Medienministerin Doris Leuthard kritisiert die Initianten – und sagt, warum sie sich von der Initiative nicht aus dem Amt drängen lassen will.

15.01.18 - 04:30 Uhr
Politik
Kein Plan B: «Bei einem Ja zu No Billag bleibt nichts anderes, als die SRG geordnet zu liquidieren», sagt Bundesrätin Doris Leuthard.
Kein Plan B: «Bei einem Ja zu No Billag bleibt nichts anderes, als die SRG geordnet zu liquidieren», sagt Bundesrätin Doris Leuthard.
KEYSTONE

Seit Monaten tobt der Abstimmungskampf, allmählich rückt der 4. März näher: Zu ihrem ersten ausführlichen Interview zur No-Billag-Initiative empfängt Doris Leuthard die «Südostschweiz» in ihrem Büro in Bern.
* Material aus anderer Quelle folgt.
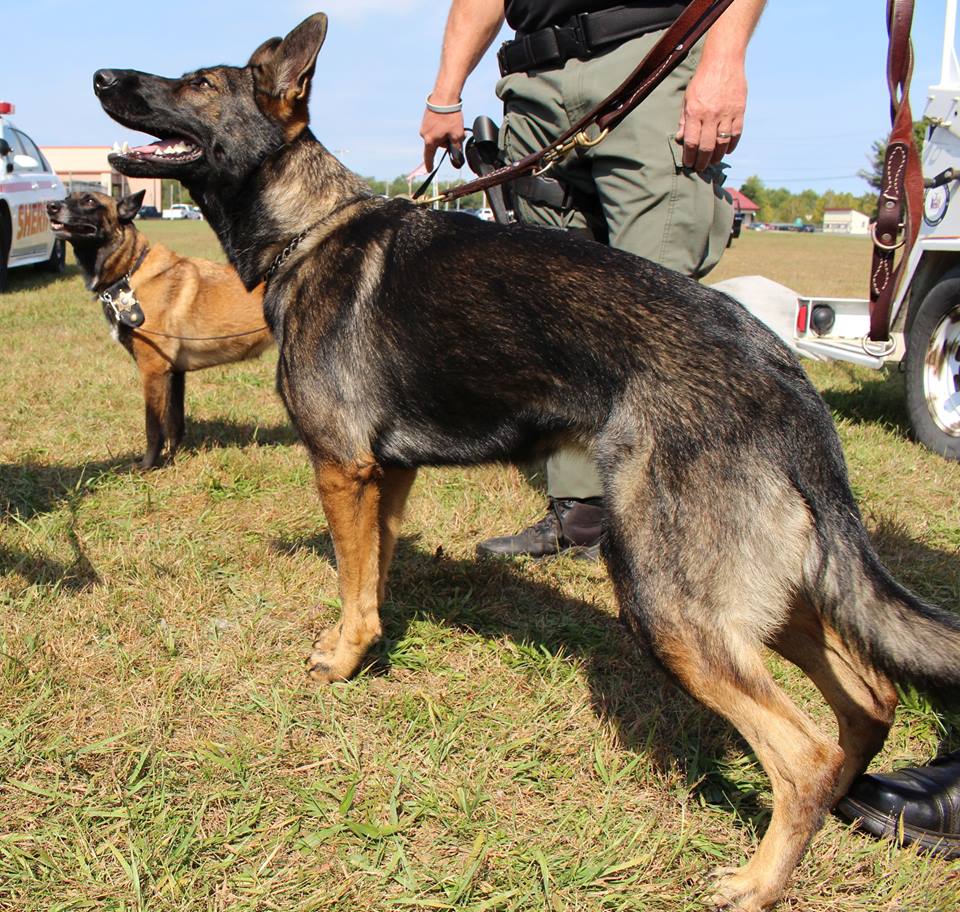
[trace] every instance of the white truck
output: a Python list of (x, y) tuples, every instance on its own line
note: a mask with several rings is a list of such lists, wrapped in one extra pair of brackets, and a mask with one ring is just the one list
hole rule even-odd
[(188, 206), (186, 203), (171, 203), (169, 209), (164, 209), (160, 213), (160, 217), (165, 219), (202, 219), (203, 215), (196, 206)]
[[(946, 0), (940, 82), (931, 86), (923, 144), (922, 223), (890, 308), (888, 342), (869, 338), (869, 301), (818, 298), (743, 277), (717, 287), (771, 325), (794, 351), (879, 370), (904, 363), (907, 412), (917, 439), (960, 460), (960, 63), (957, 0)], [(786, 302), (786, 303), (785, 303)], [(792, 326), (781, 318), (792, 308)], [(784, 325), (787, 323), (788, 325)]]
[(63, 199), (63, 183), (36, 143), (10, 120), (14, 106), (0, 101), (0, 293), (9, 270), (36, 263), (63, 272), (66, 248), (53, 236), (47, 203)]

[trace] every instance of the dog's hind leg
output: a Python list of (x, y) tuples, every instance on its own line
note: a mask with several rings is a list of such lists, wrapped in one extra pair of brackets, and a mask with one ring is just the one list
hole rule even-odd
[(844, 753), (834, 795), (834, 801), (839, 800), (883, 747), (897, 691), (889, 678), (848, 649), (802, 596), (770, 645), (810, 677), (836, 714)]
[(343, 681), (357, 670), (381, 633), (380, 505), (384, 473), (372, 456), (347, 465), (318, 460), (314, 472), (337, 558), (342, 613), (339, 624), (313, 644), (307, 668), (314, 680)]
[(406, 506), (410, 488), (416, 480), (416, 469), (387, 468), (383, 470), (380, 483), (380, 582), (378, 596), (380, 604), (386, 597), (387, 575), (400, 534), (403, 520), (403, 508)]
[(691, 628), (685, 613), (680, 603), (657, 611), (674, 621), (646, 628), (655, 652), (694, 697), (737, 728), (773, 786), (773, 815), (756, 853), (718, 880), (712, 902), (761, 912), (781, 897), (822, 824), (843, 755), (777, 686), (759, 644), (731, 640), (729, 628)]
[(170, 395), (167, 398), (167, 413), (163, 419), (163, 432), (167, 438), (167, 452), (170, 457), (183, 443), (186, 428), (184, 419), (183, 400), (186, 392), (186, 374), (183, 371), (173, 371), (170, 374)]

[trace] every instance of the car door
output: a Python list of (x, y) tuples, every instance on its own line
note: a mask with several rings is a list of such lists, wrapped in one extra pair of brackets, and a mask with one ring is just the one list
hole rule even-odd
[(0, 191), (3, 192), (3, 198), (10, 209), (10, 262), (15, 263), (29, 255), (27, 251), (30, 249), (31, 239), (26, 228), (31, 214), (30, 207), (39, 202), (39, 197), (37, 188), (34, 187), (37, 182), (33, 175), (15, 162), (17, 156), (26, 155), (18, 132), (7, 125), (3, 138), (10, 146), (10, 154), (6, 158)]
[(62, 197), (63, 189), (59, 178), (50, 170), (36, 143), (20, 130), (12, 129), (10, 132), (22, 150), (21, 154), (34, 161), (33, 165), (17, 164), (14, 161), (13, 176), (21, 185), (23, 193), (19, 211), (13, 221), (15, 255), (31, 259), (46, 258), (50, 255), (54, 242), (46, 204), (49, 200)]

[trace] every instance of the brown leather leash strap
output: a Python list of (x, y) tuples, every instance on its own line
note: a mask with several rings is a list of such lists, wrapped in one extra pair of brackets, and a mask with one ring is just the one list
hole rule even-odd
[[(624, 82), (559, 138), (513, 164), (498, 168), (459, 187), (453, 187), (439, 196), (417, 202), (423, 205), (451, 202), (524, 174), (543, 174), (574, 149), (597, 145), (683, 61), (691, 48), (732, 2), (733, 0), (692, 0)], [(600, 132), (591, 138), (587, 135), (587, 129), (594, 126)]]
[[(870, 339), (890, 338), (890, 305), (910, 250), (920, 230), (923, 206), (923, 173), (913, 136), (910, 111), (910, 77), (913, 45), (910, 26), (913, 0), (887, 0), (887, 83), (890, 89), (890, 122), (893, 129), (883, 163), (877, 221), (873, 227), (873, 263), (870, 267)], [(902, 236), (901, 236), (902, 231)], [(899, 240), (898, 240), (899, 239)], [(899, 262), (894, 258), (903, 248)]]

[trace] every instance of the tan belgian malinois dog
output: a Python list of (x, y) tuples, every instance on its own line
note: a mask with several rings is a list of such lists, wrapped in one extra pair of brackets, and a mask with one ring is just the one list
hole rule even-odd
[(149, 244), (134, 225), (143, 191), (114, 200), (71, 193), (47, 203), (50, 226), (73, 245), (113, 337), (143, 382), (147, 449), (143, 469), (172, 458), (184, 434), (184, 374), (254, 358), (272, 343), (263, 289), (247, 291), (231, 266)]
[[(331, 156), (307, 110), (326, 27), (311, 16), (242, 67), (94, 77), (110, 115), (161, 137), (115, 167), (179, 178), (246, 286), (267, 282), (278, 388), (343, 601), (311, 674), (349, 677), (380, 636), (418, 466), (587, 447), (624, 623), (739, 729), (773, 785), (756, 854), (711, 902), (768, 908), (883, 744), (893, 682), (956, 693), (960, 620), (882, 566), (830, 413), (730, 298), (564, 232), (379, 199)], [(767, 647), (820, 688), (839, 742), (778, 685)]]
Die CVP-Bundesrätin ist guter Laune – und will gleich zu Beginn etwas klarstellen.

Frau Leuthard, wie man hört, planen Sie, nach der No-Billag-Abstimmung zurückzutreten. Stimmt das?
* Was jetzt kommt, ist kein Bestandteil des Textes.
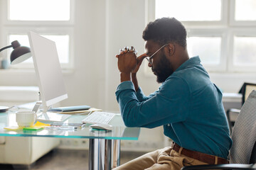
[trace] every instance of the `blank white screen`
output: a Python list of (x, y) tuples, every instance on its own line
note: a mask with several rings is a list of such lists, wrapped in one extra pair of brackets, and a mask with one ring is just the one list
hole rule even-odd
[(50, 106), (68, 98), (55, 42), (28, 33), (43, 105)]

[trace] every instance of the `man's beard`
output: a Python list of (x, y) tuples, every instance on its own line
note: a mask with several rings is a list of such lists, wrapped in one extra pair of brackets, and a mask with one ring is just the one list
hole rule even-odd
[(152, 72), (156, 75), (156, 81), (163, 83), (166, 79), (174, 73), (171, 62), (167, 60), (164, 55), (160, 56), (160, 61), (156, 68), (151, 67)]

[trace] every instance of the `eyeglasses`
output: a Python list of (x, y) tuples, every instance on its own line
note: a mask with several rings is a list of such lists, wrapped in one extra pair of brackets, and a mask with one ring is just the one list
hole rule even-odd
[(151, 64), (151, 65), (153, 64), (152, 57), (154, 57), (154, 55), (155, 54), (156, 54), (159, 51), (160, 51), (161, 49), (162, 49), (163, 47), (164, 47), (165, 46), (166, 46), (167, 45), (168, 45), (168, 43), (166, 44), (166, 45), (164, 45), (161, 46), (157, 51), (156, 51), (153, 55), (151, 55), (150, 57), (146, 57), (146, 60), (148, 60), (148, 62), (149, 62), (150, 64)]

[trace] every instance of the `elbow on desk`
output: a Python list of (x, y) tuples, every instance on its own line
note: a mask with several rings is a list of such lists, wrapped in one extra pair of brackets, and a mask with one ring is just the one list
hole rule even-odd
[(133, 120), (133, 118), (127, 117), (122, 117), (124, 125), (129, 128), (140, 127), (139, 123)]

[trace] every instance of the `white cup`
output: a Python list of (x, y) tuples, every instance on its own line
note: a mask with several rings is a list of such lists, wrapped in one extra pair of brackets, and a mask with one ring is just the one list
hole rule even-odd
[(34, 111), (18, 111), (16, 116), (18, 125), (25, 127), (33, 125), (37, 118)]

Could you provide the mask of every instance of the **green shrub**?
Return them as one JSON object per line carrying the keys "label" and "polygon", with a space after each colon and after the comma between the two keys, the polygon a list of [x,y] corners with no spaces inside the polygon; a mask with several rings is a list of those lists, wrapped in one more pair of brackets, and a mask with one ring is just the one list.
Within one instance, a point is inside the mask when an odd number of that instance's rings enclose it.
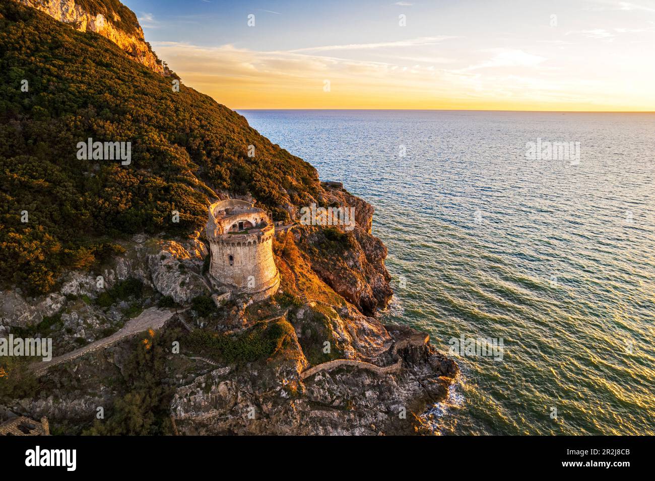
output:
{"label": "green shrub", "polygon": [[290,347],[293,328],[287,321],[258,323],[238,335],[196,330],[190,333],[189,347],[226,363],[244,364],[269,359]]}
{"label": "green shrub", "polygon": [[208,317],[217,312],[214,299],[209,296],[196,296],[191,299],[191,310],[201,317]]}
Ich lasse mir den Rücktritt nicht diktieren und staune etwas, wie es in der Gerüchteküche brodelt. Dass sich eine Partei im Hinblick auf einen sich abzeichnenden Wechsel vorbereitet, ist normal. Der Rücktritt ist aber für jeden Bundesrat eine persönliche Angelegenheit, über die erst geredet wird, wenn es so weit ist. Ich bin nach wie vor mit viel Freude an der Arbeit!
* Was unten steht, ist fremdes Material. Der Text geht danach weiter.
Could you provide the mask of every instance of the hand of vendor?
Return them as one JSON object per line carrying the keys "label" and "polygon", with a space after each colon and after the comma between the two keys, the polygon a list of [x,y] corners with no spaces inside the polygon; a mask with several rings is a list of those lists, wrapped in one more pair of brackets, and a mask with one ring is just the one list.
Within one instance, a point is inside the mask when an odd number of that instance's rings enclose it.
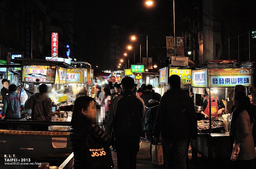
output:
{"label": "hand of vendor", "polygon": [[209,116],[208,116],[208,115],[207,115],[206,114],[205,114],[204,112],[203,111],[201,112],[201,114],[203,114],[204,115],[204,118],[206,118],[206,117],[209,117]]}
{"label": "hand of vendor", "polygon": [[60,115],[60,112],[59,111],[55,111],[53,112],[53,114],[55,114],[57,115]]}

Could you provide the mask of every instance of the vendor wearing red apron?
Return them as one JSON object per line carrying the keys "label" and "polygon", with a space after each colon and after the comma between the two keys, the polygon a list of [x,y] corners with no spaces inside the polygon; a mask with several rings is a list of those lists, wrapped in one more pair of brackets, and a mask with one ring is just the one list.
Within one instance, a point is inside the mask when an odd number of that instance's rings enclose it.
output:
{"label": "vendor wearing red apron", "polygon": [[[204,107],[204,110],[201,112],[201,114],[204,116],[204,117],[209,116],[210,107],[209,106],[209,89],[206,89],[208,95],[204,97],[201,99],[199,106]],[[221,99],[217,96],[213,95],[213,91],[211,90],[211,100],[212,116],[218,117],[219,115],[221,114],[225,110],[225,106]]]}

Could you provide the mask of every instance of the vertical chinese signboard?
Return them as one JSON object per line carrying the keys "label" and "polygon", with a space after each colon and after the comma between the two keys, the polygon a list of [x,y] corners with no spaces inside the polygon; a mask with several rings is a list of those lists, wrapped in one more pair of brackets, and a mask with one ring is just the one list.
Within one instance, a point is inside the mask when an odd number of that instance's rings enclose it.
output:
{"label": "vertical chinese signboard", "polygon": [[177,56],[184,56],[184,38],[177,37]]}
{"label": "vertical chinese signboard", "polygon": [[207,88],[207,70],[206,69],[192,70],[192,83],[193,87]]}
{"label": "vertical chinese signboard", "polygon": [[58,55],[58,33],[52,33],[52,56],[55,57]]}
{"label": "vertical chinese signboard", "polygon": [[174,56],[174,38],[166,37],[166,55]]}
{"label": "vertical chinese signboard", "polygon": [[252,70],[249,68],[209,69],[209,86],[233,87],[237,85],[251,86]]}
{"label": "vertical chinese signboard", "polygon": [[24,16],[24,58],[32,58],[32,13],[25,13]]}
{"label": "vertical chinese signboard", "polygon": [[159,69],[159,84],[167,84],[168,83],[168,67],[166,67]]}
{"label": "vertical chinese signboard", "polygon": [[[70,68],[68,69],[67,73],[67,83],[82,83],[83,82],[83,68]],[[87,72],[86,72],[87,73]]]}

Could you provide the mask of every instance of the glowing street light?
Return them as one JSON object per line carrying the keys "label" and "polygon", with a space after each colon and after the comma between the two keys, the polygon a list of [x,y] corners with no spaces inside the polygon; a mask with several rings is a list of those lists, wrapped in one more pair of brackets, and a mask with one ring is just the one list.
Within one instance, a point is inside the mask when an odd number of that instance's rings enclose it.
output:
{"label": "glowing street light", "polygon": [[149,0],[146,2],[146,4],[148,5],[151,5],[153,4],[153,2]]}

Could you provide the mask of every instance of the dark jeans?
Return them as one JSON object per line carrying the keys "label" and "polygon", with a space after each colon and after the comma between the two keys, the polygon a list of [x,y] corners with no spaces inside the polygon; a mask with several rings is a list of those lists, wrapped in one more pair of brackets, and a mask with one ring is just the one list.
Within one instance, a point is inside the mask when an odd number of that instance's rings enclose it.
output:
{"label": "dark jeans", "polygon": [[[15,117],[12,118],[8,118],[5,117],[5,120],[19,120],[20,119],[19,117]],[[20,128],[20,125],[18,124],[5,124],[5,128],[7,129],[18,129]]]}
{"label": "dark jeans", "polygon": [[174,151],[174,158],[176,168],[185,169],[186,168],[186,157],[188,153],[188,138],[167,138],[163,137],[162,139],[163,152],[164,154],[163,168],[172,167],[171,150],[173,147]]}
{"label": "dark jeans", "polygon": [[140,150],[139,137],[115,138],[117,168],[136,168],[136,158]]}

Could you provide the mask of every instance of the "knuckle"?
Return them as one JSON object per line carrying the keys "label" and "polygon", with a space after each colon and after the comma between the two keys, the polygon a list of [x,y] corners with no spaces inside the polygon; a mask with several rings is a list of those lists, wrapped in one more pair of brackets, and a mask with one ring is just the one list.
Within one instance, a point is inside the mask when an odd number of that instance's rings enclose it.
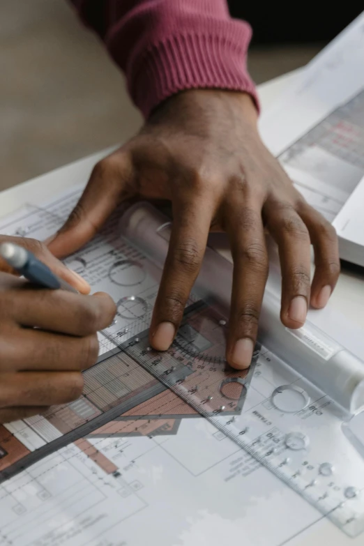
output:
{"label": "knuckle", "polygon": [[93,366],[98,356],[99,344],[97,334],[84,338],[81,369],[87,370]]}
{"label": "knuckle", "polygon": [[311,277],[308,271],[303,268],[294,269],[291,273],[291,279],[294,287],[309,287],[311,282]]}
{"label": "knuckle", "polygon": [[247,232],[255,228],[259,221],[259,217],[257,212],[248,206],[244,206],[239,211],[236,223],[242,231]]}
{"label": "knuckle", "polygon": [[43,256],[47,252],[45,245],[37,239],[24,238],[22,239],[22,243],[25,248],[31,250],[37,257]]}
{"label": "knuckle", "polygon": [[79,335],[88,335],[98,330],[100,310],[96,305],[79,307],[77,317],[77,331]]}
{"label": "knuckle", "polygon": [[340,274],[340,261],[328,261],[326,264],[326,269],[330,277],[337,278]]}
{"label": "knuckle", "polygon": [[299,216],[284,216],[280,222],[280,227],[283,232],[290,237],[308,241],[310,239],[308,229],[299,218]]}
{"label": "knuckle", "polygon": [[173,323],[179,322],[185,308],[185,298],[179,290],[174,290],[166,295],[161,305],[163,315]]}
{"label": "knuckle", "polygon": [[[267,254],[260,243],[250,243],[240,250],[239,255],[243,261],[257,273],[268,271]],[[235,259],[235,257],[233,257]]]}
{"label": "knuckle", "polygon": [[109,174],[111,171],[115,169],[115,161],[110,156],[103,158],[94,165],[92,169],[91,177],[97,176],[103,178]]}
{"label": "knuckle", "polygon": [[329,222],[324,218],[316,226],[319,236],[326,239],[330,243],[335,243],[338,240],[336,230]]}
{"label": "knuckle", "polygon": [[192,238],[185,239],[174,249],[174,264],[184,273],[193,274],[198,271],[201,261],[201,252],[196,241]]}
{"label": "knuckle", "polygon": [[236,319],[240,324],[257,326],[259,312],[253,302],[245,303],[237,312]]}

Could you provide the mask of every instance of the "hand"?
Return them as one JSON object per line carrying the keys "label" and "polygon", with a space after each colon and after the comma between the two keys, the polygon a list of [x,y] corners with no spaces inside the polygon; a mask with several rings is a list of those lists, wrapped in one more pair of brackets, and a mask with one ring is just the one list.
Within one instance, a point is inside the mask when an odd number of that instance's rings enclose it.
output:
{"label": "hand", "polygon": [[[22,243],[17,237],[0,237],[0,242],[14,238]],[[87,287],[38,241],[23,242],[68,282]],[[0,423],[77,398],[81,371],[98,358],[96,332],[115,314],[112,300],[102,293],[82,296],[36,288],[0,273]]]}
{"label": "hand", "polygon": [[[66,225],[49,245],[68,255],[131,197],[169,199],[173,227],[151,326],[151,344],[172,342],[197,276],[209,229],[226,231],[234,259],[227,358],[250,363],[268,272],[264,229],[280,252],[281,319],[296,328],[310,303],[324,307],[340,272],[331,225],[294,188],[262,144],[248,95],[185,91],[162,105],[135,137],[98,163]],[[310,241],[316,271],[310,286]]]}

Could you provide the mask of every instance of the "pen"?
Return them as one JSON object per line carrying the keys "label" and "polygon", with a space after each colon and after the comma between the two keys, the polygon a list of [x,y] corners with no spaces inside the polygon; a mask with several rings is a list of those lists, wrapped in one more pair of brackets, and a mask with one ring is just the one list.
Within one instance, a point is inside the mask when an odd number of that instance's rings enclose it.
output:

Im Kampf gegen No Billag können Sie auf prominente Unterstützer zählen. Welcher Mitstreiter macht Ihnen am meisten Freude: Mike Müller, Roger Schawinski oder Susanne Wille?

Mir bereiten alle Freude. Es ist wichtig, dass Profis aus dem Medien-, Kultur- und Sportbereich aus ihrer eigenen Welt erklären, was eine Annahme der Initiative für unser Land bedeuten würde. Es käme zu einem Wechsel vom öffentlichen Rundfunk zu einer rein kommerziellen Finanzierung von Radio und Fernsehen. Wir haben es mit einer komplexen Situation zu tun, es wird sehr vieles erzählt, bei dem ich die Stirn runzeln muss. Da braucht es Praktiker, die die Situation glaubwürdig analysieren.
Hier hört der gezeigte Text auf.